The problem that I have with this novel lies in its setting.  I have no quibble with the scenario as a whole–Kelly has obviously put some thought into how an attack on the US would play out–but the specific situations that crop up are way too derivative for me.  Rolladin is mostly a typical small-time dictator, although she has a few personality quirks that save her from being too much of a cliche.  But there are staged fights reminiscent of other post-apocalyptic stories, monsters in the subways, and a crazy cult leader, among other things.  I kept finding myself rolling my eyes as all-too-familiar elements showed up one by one, almost in a predictable order.

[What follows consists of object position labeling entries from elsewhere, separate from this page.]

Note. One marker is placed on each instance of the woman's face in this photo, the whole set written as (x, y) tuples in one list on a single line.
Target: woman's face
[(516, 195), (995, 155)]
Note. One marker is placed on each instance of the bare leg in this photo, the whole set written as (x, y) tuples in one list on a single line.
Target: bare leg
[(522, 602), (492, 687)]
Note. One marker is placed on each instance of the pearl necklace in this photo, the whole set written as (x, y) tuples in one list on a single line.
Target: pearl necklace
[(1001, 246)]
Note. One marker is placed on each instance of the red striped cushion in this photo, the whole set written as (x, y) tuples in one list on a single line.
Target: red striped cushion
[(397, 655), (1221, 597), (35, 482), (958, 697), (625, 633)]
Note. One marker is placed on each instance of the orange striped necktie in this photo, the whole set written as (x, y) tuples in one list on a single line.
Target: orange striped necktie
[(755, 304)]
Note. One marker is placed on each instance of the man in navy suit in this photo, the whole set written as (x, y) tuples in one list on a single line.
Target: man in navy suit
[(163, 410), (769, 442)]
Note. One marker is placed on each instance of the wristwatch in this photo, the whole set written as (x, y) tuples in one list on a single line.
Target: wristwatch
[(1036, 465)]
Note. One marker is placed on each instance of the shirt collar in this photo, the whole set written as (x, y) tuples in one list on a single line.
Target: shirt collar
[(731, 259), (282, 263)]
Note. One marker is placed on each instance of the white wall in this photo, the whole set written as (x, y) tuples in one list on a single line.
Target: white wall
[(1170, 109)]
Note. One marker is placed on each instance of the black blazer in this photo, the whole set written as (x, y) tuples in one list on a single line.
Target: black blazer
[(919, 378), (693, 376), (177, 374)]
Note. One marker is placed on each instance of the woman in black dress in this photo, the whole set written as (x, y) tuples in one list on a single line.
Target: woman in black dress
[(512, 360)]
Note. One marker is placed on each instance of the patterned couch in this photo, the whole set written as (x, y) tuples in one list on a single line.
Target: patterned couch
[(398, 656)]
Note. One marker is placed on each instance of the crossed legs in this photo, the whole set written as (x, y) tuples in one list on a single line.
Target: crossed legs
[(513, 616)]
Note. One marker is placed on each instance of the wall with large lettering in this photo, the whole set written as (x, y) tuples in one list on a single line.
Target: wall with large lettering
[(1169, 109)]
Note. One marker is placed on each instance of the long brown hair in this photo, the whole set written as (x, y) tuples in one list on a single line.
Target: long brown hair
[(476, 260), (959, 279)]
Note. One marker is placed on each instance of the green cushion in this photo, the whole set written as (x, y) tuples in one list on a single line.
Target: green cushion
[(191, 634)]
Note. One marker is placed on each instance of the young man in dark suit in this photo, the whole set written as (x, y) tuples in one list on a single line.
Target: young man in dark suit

That said, this would be a great novel to introduce somebody to the genre.  Yes, there are those familiar elements, but mostly they’re familiar because, on many levels, they work.  It’s just that longtime dystopian readers are likely to find these tropes stale by now.  Newer readers, though, could very well fall in love with genre.  The tropes aren’t badly done by any means, they’re just very typical.

I don’t agree with the large number of reviewers who have praised this book to the skies, but it’s definitely not a bad example of post-apocalyptic fiction.  Aside from a few grumbles about derivative scenarios, I mostly enjoyed this novel.

This book was provided by the publisher in exchange for an honest review.